Aid in dying is also not an alternative to hospice, or other end-of-life care. In the cases where it is appropriate, a death-hastening prescription is one in a range of options available to people who have reached the limits of medical intervention. In Oregon, the first state to pass such a law, about a third of the people who receive a prescription do not ever take the medicine, indicating that, at least in some cases, having the option is enough.
This is not a new issue for Maine. A referendum that would have legalized this kind of care was narrowly defeated by Maine voters in 1999, and it has come before the Legislature on two other occasions since then.
What’s changed since the first referendum is that 20 years of data have been collected in other states, especially Oregon, that belie some of the hypothetical scenarios presented by opponents.
There has been no stampede of assisted deaths in Oregon. In the entire history of the law, doctors have issued prescriptions 2,217 times, accounting for about four in 1,000 deaths, less than half of 1 percent. Studies have found no evidence to indicate the law has been used to save money for insurers, or to force poor people to end their lives, or for greedy heirs to collect their inheritance.
What they have seen, however, is that since the law was put in place, patients are better informed about their options and are requesting palliative and hospice care in greater numbers.

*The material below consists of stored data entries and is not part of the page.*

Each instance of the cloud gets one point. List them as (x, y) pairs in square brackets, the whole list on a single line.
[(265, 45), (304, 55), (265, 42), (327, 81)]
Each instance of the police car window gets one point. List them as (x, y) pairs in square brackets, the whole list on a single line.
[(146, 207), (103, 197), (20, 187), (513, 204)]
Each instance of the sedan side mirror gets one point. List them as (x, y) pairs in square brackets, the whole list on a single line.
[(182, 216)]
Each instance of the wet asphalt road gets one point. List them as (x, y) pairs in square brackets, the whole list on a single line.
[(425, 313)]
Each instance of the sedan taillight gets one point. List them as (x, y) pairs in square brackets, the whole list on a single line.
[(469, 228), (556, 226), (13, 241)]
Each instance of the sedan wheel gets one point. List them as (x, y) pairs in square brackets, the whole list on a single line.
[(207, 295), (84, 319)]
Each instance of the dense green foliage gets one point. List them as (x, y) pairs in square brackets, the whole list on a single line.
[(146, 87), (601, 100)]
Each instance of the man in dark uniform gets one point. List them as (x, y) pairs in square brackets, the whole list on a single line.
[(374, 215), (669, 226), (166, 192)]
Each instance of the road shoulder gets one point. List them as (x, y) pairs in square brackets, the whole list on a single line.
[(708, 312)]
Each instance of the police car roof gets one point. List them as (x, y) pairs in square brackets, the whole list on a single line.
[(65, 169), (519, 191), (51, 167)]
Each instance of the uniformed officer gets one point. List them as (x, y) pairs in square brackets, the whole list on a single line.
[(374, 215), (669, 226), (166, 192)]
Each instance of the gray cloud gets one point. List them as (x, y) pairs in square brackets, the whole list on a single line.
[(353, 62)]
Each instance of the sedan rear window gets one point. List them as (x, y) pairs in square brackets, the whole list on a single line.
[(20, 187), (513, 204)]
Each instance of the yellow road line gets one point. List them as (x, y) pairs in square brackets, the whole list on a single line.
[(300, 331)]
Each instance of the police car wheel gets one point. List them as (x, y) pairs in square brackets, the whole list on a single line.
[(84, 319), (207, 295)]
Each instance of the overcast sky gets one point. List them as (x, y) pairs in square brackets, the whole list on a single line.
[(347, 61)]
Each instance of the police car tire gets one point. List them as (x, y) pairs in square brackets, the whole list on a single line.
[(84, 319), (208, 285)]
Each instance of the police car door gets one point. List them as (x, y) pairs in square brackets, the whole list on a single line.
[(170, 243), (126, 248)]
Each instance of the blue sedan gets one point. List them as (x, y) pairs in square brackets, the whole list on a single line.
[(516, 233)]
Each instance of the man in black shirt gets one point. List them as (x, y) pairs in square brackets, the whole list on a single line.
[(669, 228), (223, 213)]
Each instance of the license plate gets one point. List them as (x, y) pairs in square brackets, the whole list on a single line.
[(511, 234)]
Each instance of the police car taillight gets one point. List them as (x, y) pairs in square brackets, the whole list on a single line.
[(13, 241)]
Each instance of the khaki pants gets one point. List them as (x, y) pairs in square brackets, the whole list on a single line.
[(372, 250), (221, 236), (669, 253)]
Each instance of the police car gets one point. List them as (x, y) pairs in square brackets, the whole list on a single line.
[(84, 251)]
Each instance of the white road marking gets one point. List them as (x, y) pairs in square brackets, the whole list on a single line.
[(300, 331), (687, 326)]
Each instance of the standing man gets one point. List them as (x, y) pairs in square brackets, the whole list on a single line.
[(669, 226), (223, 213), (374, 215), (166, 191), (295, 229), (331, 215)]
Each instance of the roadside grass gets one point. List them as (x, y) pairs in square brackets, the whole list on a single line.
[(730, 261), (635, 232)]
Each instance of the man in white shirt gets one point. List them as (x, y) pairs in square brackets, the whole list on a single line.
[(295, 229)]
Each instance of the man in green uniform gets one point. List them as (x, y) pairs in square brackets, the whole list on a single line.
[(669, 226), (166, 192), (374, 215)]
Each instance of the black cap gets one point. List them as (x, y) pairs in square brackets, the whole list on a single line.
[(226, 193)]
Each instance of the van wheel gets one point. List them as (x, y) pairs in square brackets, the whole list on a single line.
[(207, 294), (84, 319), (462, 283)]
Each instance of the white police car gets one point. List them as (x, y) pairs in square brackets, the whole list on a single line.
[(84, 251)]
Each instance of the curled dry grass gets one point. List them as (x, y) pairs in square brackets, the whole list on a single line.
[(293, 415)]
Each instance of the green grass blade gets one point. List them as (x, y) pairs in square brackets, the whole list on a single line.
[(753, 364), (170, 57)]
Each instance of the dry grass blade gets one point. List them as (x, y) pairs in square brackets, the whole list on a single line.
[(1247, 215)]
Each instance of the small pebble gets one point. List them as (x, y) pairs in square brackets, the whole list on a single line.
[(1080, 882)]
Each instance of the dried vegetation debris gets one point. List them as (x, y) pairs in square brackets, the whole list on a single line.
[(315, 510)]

Maine should join the seven states that offer this option. Activists are gathering signatures to get this question on the 2020 ballot, but lawmakers should not put off a decision. Maine does not need another divisive referendum campaign in which complex issues are reduced to 30-second TV ads. People who are suffering should not be made to wait until 2021 for the relief they want.
Lawmakers should listen to the testimony Wednesday and ask any questions that bother them. And they should pass L.D. 1313, giving an option to competent, capable people who have suffered enough.